I have written some Java code which builds a postgresql function. That function calls approximately 6 INSERT statements with a RETURNING clause. I recreate and re-run the function about 900,000 times. I use JDBC to execute these functions on postgresql 8.3 on Windows. When I tried running this on a single Connection of Postgresql, it failed (some kind of memory error). So I split the JDBC connections up into chunks of 5000. I reran and everything was fine. It took about 1 hour to execute all the updates.
Since it took so long to perform the update, I wanted to prevent other users from querying the data during that time. So I read about the LOCK command. It seemed like I should LOCK all the tables in the database with an ACCESS EXCLUSIVE mode. That would prevent anyone from getting data while the database was making its updates.
Since a LOCK is only valid for 1 transaction, I set autocommit to FALSE. I also removed the code which chunked up the inserts. I had read that a single transaction ought to have better performance than committing after each insert, but that was clearly not what ended up happening in my case.
In my case, a few problems occurred. Number 1, the process ran at least 8 hours and never finished. It did not finish because the hard drive was filled up. After running a manual vacuum (VACUUM FULL), no space was freed up. I think this has cost me 20 GB of space. Is there any way to free this space up? I even dropped the database to no avail.

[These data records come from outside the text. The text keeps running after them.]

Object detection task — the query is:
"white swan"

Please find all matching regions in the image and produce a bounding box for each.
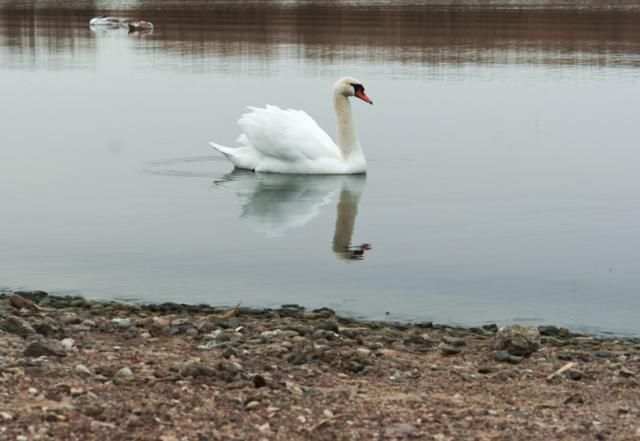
[209,77,373,174]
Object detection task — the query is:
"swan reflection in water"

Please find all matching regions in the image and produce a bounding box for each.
[214,169,371,261]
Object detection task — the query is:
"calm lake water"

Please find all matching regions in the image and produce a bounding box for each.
[0,0,640,334]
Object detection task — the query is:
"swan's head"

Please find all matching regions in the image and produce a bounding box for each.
[333,77,373,104]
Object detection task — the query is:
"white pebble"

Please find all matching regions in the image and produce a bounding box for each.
[60,338,76,351]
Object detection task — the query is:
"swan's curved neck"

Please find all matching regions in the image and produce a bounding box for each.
[333,93,362,158]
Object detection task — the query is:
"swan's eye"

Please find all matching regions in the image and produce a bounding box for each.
[351,83,364,93]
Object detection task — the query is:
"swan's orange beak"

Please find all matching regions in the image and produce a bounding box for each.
[356,90,373,104]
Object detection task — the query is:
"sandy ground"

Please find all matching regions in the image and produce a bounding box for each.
[0,292,640,441]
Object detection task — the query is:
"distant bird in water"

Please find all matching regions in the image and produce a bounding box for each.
[129,20,153,32]
[89,15,154,33]
[89,15,127,28]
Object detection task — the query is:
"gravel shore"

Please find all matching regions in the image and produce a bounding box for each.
[0,291,640,441]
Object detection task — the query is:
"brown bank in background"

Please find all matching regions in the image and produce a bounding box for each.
[0,291,640,441]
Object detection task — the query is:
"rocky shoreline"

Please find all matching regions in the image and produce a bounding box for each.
[0,291,640,441]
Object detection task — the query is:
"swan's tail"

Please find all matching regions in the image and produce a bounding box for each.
[209,142,257,170]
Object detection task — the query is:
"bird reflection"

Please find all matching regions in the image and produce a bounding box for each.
[214,170,371,261]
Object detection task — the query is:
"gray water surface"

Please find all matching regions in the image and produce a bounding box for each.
[0,0,640,334]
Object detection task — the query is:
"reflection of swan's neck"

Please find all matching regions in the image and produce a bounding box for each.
[333,91,362,159]
[332,187,360,257]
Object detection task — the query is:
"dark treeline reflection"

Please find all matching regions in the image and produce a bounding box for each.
[0,0,640,66]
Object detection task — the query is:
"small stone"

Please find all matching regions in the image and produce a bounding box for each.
[60,312,82,325]
[384,423,418,438]
[33,323,59,337]
[24,342,67,357]
[313,320,339,334]
[60,338,76,351]
[244,401,260,410]
[111,318,131,329]
[438,343,460,355]
[493,351,523,364]
[9,294,36,311]
[251,375,267,389]
[618,368,636,378]
[556,352,573,361]
[178,361,218,378]
[494,325,540,356]
[74,364,93,377]
[0,316,36,338]
[260,329,280,343]
[114,367,133,378]
[593,351,618,360]
[122,331,138,340]
[69,386,85,398]
[565,369,584,381]
[442,335,467,347]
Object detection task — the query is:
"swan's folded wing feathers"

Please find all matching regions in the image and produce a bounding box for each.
[238,105,341,161]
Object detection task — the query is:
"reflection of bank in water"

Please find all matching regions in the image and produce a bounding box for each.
[216,170,371,261]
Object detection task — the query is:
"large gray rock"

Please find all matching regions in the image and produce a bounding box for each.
[494,325,540,357]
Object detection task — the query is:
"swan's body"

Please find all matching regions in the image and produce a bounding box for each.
[89,15,127,28]
[210,77,371,174]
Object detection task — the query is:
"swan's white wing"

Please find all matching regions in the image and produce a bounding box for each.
[238,105,341,161]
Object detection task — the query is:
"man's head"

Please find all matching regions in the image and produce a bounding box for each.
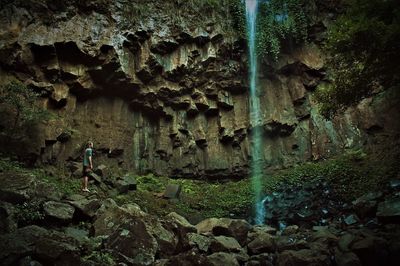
[87,141,93,148]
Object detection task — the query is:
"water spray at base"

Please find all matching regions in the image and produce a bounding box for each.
[246,0,265,224]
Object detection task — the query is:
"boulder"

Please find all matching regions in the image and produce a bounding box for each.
[115,175,137,194]
[352,192,383,218]
[282,225,299,236]
[196,218,251,245]
[247,233,276,254]
[275,236,308,252]
[94,164,110,178]
[67,194,101,218]
[343,214,360,225]
[105,219,158,265]
[187,233,211,252]
[335,252,362,266]
[207,252,239,266]
[245,253,274,266]
[210,236,241,253]
[160,250,210,266]
[0,172,35,204]
[93,199,178,264]
[0,225,80,265]
[376,198,400,223]
[351,235,388,265]
[163,184,181,199]
[43,201,75,223]
[276,249,331,266]
[338,233,356,252]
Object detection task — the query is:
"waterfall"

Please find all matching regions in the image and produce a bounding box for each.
[246,0,265,224]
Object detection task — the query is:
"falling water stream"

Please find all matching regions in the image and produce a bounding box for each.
[246,0,265,224]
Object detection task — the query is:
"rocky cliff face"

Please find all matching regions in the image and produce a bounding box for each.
[0,0,400,178]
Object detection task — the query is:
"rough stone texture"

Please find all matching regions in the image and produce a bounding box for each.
[207,252,239,266]
[276,249,330,266]
[114,175,137,193]
[376,198,400,222]
[196,218,251,245]
[0,225,80,265]
[67,194,101,218]
[43,201,75,223]
[247,233,275,254]
[210,236,241,253]
[0,0,400,178]
[163,184,181,199]
[94,199,178,260]
[0,172,35,204]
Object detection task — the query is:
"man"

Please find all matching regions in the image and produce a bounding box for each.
[82,141,93,192]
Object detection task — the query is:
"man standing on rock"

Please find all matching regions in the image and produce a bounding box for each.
[82,141,93,192]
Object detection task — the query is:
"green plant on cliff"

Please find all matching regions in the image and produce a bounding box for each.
[0,81,49,134]
[315,0,400,117]
[257,0,311,60]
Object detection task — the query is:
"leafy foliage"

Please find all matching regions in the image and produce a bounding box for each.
[112,174,253,218]
[264,150,397,201]
[0,81,49,130]
[315,0,400,117]
[15,200,44,227]
[256,0,310,60]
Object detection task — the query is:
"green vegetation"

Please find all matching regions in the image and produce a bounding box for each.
[15,200,44,227]
[0,157,81,196]
[112,174,253,218]
[82,250,116,265]
[264,151,399,201]
[315,0,400,117]
[256,0,310,60]
[0,81,49,133]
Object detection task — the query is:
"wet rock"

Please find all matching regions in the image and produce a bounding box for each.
[389,179,400,190]
[88,171,103,184]
[163,184,181,199]
[93,199,178,258]
[343,214,360,225]
[207,252,239,266]
[196,218,251,245]
[187,233,211,252]
[247,233,276,254]
[115,175,137,194]
[376,198,400,223]
[276,249,331,266]
[335,252,362,266]
[282,225,299,236]
[105,220,158,265]
[210,236,241,253]
[57,131,72,143]
[18,256,43,266]
[264,121,296,136]
[0,172,35,204]
[0,225,80,265]
[43,201,75,223]
[352,192,382,218]
[312,228,338,244]
[245,253,274,266]
[94,164,110,178]
[338,233,356,252]
[275,236,308,252]
[161,250,210,266]
[66,194,101,218]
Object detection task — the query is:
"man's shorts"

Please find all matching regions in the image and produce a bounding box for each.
[82,166,92,177]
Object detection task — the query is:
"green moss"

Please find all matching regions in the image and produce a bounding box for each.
[315,0,400,118]
[264,151,396,201]
[14,200,44,227]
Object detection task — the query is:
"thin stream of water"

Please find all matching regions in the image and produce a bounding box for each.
[246,0,265,224]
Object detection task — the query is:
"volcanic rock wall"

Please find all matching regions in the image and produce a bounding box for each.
[0,0,400,178]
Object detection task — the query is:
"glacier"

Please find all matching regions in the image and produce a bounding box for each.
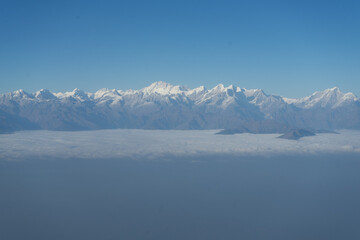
[0,82,360,133]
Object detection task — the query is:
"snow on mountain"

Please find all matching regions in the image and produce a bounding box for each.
[140,81,188,95]
[284,87,358,109]
[0,82,360,131]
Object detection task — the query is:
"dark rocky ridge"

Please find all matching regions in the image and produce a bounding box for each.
[0,82,360,133]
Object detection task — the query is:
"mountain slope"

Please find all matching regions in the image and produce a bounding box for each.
[0,82,360,132]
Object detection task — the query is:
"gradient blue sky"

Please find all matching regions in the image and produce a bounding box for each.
[0,0,360,97]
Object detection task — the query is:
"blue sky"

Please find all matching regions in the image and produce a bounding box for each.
[0,0,360,97]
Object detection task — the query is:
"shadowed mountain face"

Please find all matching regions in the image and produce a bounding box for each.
[0,82,360,133]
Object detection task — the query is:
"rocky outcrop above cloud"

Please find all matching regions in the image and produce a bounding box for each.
[0,82,360,133]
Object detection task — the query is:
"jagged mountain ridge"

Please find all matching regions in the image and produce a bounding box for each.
[0,82,360,132]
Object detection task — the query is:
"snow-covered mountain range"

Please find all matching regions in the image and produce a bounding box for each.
[0,82,360,133]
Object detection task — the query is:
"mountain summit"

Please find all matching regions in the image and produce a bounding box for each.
[0,82,360,132]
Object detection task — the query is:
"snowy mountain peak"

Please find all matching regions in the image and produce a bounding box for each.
[35,89,56,100]
[284,87,358,108]
[140,81,188,95]
[11,89,32,98]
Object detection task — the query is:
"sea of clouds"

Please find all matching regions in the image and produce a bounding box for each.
[0,129,360,160]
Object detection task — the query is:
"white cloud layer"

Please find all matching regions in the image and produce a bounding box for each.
[0,129,360,160]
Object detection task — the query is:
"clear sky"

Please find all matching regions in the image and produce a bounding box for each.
[0,0,360,97]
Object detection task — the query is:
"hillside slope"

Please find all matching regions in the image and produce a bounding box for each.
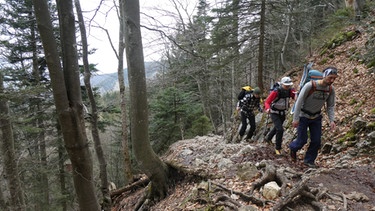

Secondly, why did this process take over 8 hours to run? While reading the performance mailing list, it seems like recommendations are to run lots of INSERTS in a single commit. Is 5 million too many? Is redefining a function over and over inside a transaction a problem? Does the RETURNING clause present a problem during a single transaction?
If anyone has any suggestions for me, I would really appreciate it.